Savannah Train Station

Beltane         Waxing Dyan Moon

Savannah Amtrak Station, waiting on the Silver Meteor which the stationmaster said will be 20 minutes late.

After leaving the rental car to the tender mercies of the Alamo cleaners, I took a taxi from the airport to the Amtrak station. In the process I rode on early 20th century technology to get to 19th century technology, displaced by the mid 20th century phenomenon of the commercial jet.

When I first arrived at 6:00 p.m., I had the station all to myself. The stationmaster asked how far I wanted to check “this big boy.” All the way to Minneapolis.

He gave me a new ticket folder because the trip down had crumpled the old one.

The first additional travelers to arrive were a short, squat man with brill cream slicked back hair, an Asian boy in sandals whom he treated as a son and two short pinch fenced red heads headed back to some school or the other. They were family and had, apparently long ago, mastered the art of conversations in which each of them talked at the same time. It was a peculiar experience. Like watching unfamiliar animals in their habitat.

Now there are many people in the station, that movement of people in and out of public places that finds them alternately empty and crowded, as tides of passengers or audiences or students come and go. The change is from dead to alive, a space with no buzz to a space filled with the agendas of strangers mixed together for a brief period.
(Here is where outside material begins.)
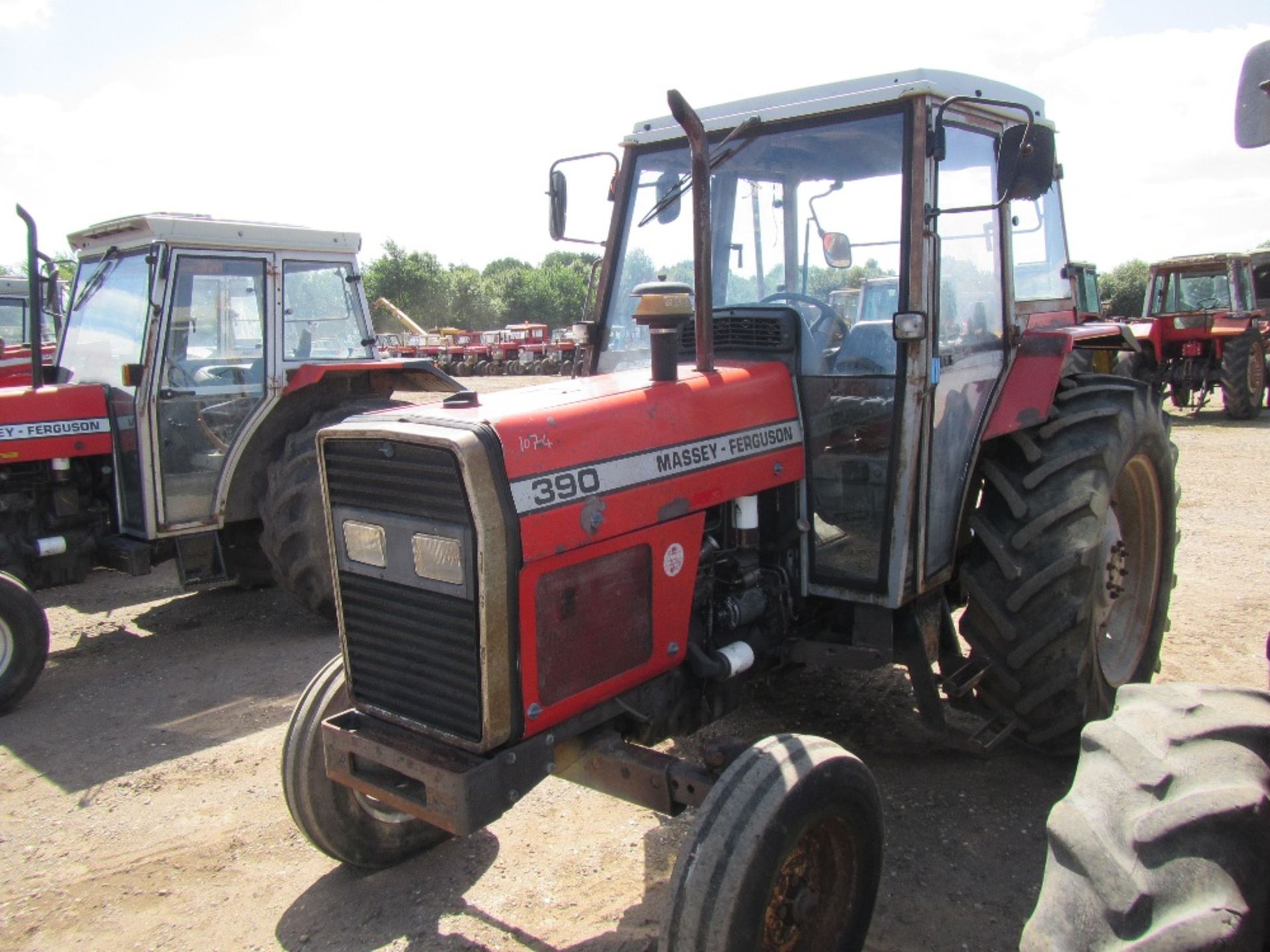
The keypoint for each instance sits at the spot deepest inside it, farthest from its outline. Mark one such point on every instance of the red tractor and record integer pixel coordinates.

It may be the relative novelty of train travel, but all this seems more human, certainly less desparate than the airport, even the small one I left earlier today.

Now there are two Amtrak employees here.

Every one stays in their small spaces, talking to those whom they know. One thing travelers do is find small spaces they can claim as their own. This space, no matter if its only a plastic seat in a crowded room, provides a refuge from the chaos of others and their unknown purposes. This is one of the chief advantages of train travel, it allows a space with real boundaries, a place you can fall asleep while traveling.

Yes, it takes longer, but the process has a definite scale to it that seems to match me. Rather than flung in the air by great jet engines, we will glide over the rails, pulled forward by hulking engines with humans at the controls, in fact riding on the engine itself.